Pinterest as Teacher Tool

Last week I signed up to Pinterest as a teaching and blogging tool.

Pinterest is a way to collect interesting images and ideas. Each item is “pinned” to your “board” in an album, designated by you. You can collect pins by topic, however broad or detailed. You can follow another person on Pinterest and see everything they have pinned or tagged recently. You can even subscribe to their “boards” to be alerted to new content. You can repin another user’s pins into one of your own albums.

True, Pinterest is know for inspiring perfectionistic aspirations of beautifully done crafts, clothing, interiors, and food. We all like to look at pretty pictures, but almost anything can be pinned if you can find a visual for it.

What does this mean for teachers? Well, there are hundreds of collections of teaching ideas out there, ready to be collected. For instance, if you want to find some new (visual) ideas of how to encourage literacy for middle schoolers, there are probably pins for that. Helping preschoolers practice number recognition with fine motor skills? There are pins for that.

Crash test cars? Sure. Crazy cool science experiments? Oh yeah. You could spend all day on that collection, alone. Cute handouts and graphics to teach kindergarteners writing or visualize the life cycle of a plant? There are pins upon pins for that. What about examples of infographics, or better yet, classroom uses of social media,, or catchy posters about grammar points? Yup. That and more.

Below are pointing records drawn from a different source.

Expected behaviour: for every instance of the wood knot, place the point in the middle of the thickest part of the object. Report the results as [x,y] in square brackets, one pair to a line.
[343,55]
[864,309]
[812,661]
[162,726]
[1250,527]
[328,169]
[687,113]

If anything, it’s too easy to collect pins. In my personal life, I have resisted getting drawn into finding and collecting the perfect images, but I do have a Pinterest account to collect some ideas about say, paving for garden paths and good looking food. I also have a few albums of educational ideas.

Now that I’ve started a blog, I decided I needed a separate Pinterest account specifically for education-related ideas and inspirations. The easiest way to both jumpstart and channel my process is to find some key people to follow who have similar interests. It’s a little like an RSS feed, but for visually presented ideas. Every week or so, you can receive an update on what the “boards” you are following are pinning.

You can check out my new Pinterest board, as rudimentary as it still is, and see what you think. Or try following a few boards and start collecting some ideas. I recommend finding a few interesting people to follow or searching for something you need to work on right now so it can be applied. I’m off to look for ways to present or practice parts of speech.


2 thoughts on “Pinterest as Teacher Tool

  1. In spite of being an early adopter of many technologies, I am VERY late to the Pintrest game. Thanks to your blog, I finally dove in! I was a bit afraid to be in “idea overload,” but I had heard one of the teacher’s at Fuller has amazing boards full of great Kindergarten ideas. (If you need Kindergarten activities check out Ana Kaleel’s pins, they are amazing!)

    This is why curriculum companies like Pearson are getting into the assessment game. Now that can use search tools and curating sites to find ideas shared by other classroom teachers, they will have a much harder time selling books. Who wants to search through tons and tons of paper when it is easier to find ideas that fit your setting and philosophy with a search engine and a critical eye?